A recent article in the Washington Post estimated that the insurance industry is spending an estimated $1.4 million per day to influence the outcome of the health-care legislation and pointed out that many of the lobbyists were Washington insiders who had previously worked for key legislators, such as Baucus.

The Center for Responsive Politics, a nonpartisan, nonprofit research group that tracks money in U.S. politics and operates the Web site opensecrets.org, launched an intensive study of lobbyist spending in the health-care sector, including cataloguing industry contributions to individual candidates from 1989 to the present. Baucus received more industry campaign contributions in that time than any other Democrat, the CRP study reveals, with a total of $3.8 million. Henry Waxman (D-Calif.), who chairs the House Energy and Commerce Committee, received a total of $1.4 million in that same time, while Speaker Nancy Pelosi (D-Calif.) received $1.2 million.

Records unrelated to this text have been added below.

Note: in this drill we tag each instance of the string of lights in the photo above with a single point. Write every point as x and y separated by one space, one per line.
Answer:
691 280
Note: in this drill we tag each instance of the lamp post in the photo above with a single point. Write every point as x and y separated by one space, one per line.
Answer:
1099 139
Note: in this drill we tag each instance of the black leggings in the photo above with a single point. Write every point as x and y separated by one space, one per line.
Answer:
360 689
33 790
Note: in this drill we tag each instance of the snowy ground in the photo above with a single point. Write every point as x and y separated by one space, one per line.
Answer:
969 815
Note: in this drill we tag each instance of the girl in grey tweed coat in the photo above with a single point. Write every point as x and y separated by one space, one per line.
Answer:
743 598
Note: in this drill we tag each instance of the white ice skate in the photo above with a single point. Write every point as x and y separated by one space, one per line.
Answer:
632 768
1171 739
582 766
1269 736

Starting in the 2008 election cycle, the health sector gave more to Democrats than to Republicans, according to the CRP’s analysis.

To overcome that kind of money and influence, advocates say it was crucial to wield a credible single-payer option—a sort of death penalty for the insurance industry—for as long as possible.

“Having single-payer discussions on the table really informs the debate over the public option,” Flanagan says. “But by removing single-payer, it made the public option the left flank.”

Flanagan, like many, is worried about how a 900-page bill will turn out. “There are a thousands ways to get it wrong,” he says. “An easy way to get it right would be to just do a single-payer system.”

Rebecca Bowe is a reporter for, and Steven T. Jones the city editor for, the San Francisco Bay Guardian, where this article first appeared.